'Cure' as the gold standard for likelihood ratio assessment: theoretical considerations

A.L.B. Rutten, C.F. Stolper, R.F.G. Lugten, R.W.J.M. Barthels
Commissie Methode en Validering VHAN (Dutch Association of Homeopathic Physicians), The Netherlands

A gold standard is necessary to assess the validity of homeopathic symptoms. The gold standard is 'cure', but this is difficult to define, and depends on consensus. The likelihood ratio (LR) method will give valid results only if the gold standard is reliable. False positives (patients unjustly assessed as cured) in our investigation weaken results of LR investigation. Weakening the standard to enlarge the research population will seriously bias the results. The same gold standard should be used in LR assessment of all symptoms.

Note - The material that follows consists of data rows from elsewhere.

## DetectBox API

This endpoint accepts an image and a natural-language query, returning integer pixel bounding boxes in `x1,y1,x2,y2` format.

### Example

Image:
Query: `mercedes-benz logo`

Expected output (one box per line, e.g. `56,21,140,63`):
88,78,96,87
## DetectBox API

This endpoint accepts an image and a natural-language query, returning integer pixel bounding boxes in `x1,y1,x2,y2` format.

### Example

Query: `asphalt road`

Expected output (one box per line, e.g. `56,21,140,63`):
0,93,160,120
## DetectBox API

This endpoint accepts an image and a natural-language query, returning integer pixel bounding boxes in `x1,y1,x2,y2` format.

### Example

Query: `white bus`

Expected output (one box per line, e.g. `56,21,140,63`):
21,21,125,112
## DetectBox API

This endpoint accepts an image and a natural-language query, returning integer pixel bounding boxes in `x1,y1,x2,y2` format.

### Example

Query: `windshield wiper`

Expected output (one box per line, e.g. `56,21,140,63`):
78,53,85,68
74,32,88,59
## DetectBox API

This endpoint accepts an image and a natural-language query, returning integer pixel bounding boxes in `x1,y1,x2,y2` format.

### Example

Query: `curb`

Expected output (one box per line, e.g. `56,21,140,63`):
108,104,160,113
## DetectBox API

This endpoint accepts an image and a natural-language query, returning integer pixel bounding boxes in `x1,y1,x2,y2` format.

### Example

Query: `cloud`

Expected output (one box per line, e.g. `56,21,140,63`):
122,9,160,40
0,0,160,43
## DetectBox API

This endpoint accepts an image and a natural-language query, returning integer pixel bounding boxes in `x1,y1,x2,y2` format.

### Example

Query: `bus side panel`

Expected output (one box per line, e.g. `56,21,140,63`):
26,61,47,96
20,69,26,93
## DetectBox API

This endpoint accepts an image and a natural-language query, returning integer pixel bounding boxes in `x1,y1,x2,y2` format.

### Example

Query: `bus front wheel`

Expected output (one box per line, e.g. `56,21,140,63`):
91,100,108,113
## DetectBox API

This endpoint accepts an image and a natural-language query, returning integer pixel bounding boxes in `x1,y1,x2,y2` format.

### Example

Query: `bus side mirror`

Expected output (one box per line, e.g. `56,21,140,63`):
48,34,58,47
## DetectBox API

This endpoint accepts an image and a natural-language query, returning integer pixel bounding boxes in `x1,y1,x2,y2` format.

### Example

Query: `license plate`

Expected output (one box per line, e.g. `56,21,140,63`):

Homeopathy (2004) 93, 78-83

Introduction

In a previous paper we introduced likelihood ratio (LR) as a modern epidemiological tool to help in the evaluation of homeopathic notions like keynotes and the peculiar and characteristic symptoms.(1) The LR enables us to estimate the increase or decrease of the probability that a medicine will work when a certain symptom is present or absent, the so-called prior and posterior probabilities of Bayesian philosophy. The LRs of symptoms should be assessed by prospective research. In such research we compare the outcome of a test (presence of a symptom) with the outcome of a gold standard (GS) criterion. If, say, we assess ultrasonography for appendicitis we compare the outcome of ultrasonography with the outcome of histopathology as GS. But is histopathologic outcome identical to reality? There is reason for doubt even in this case, but a GS based on clinical observations will be even more deviant from reality. In homeopathy a GS is not easy to define because we have no concrete outcome measure. Our GS is 'cure', but how do we define cure and what are the consequences of this definition?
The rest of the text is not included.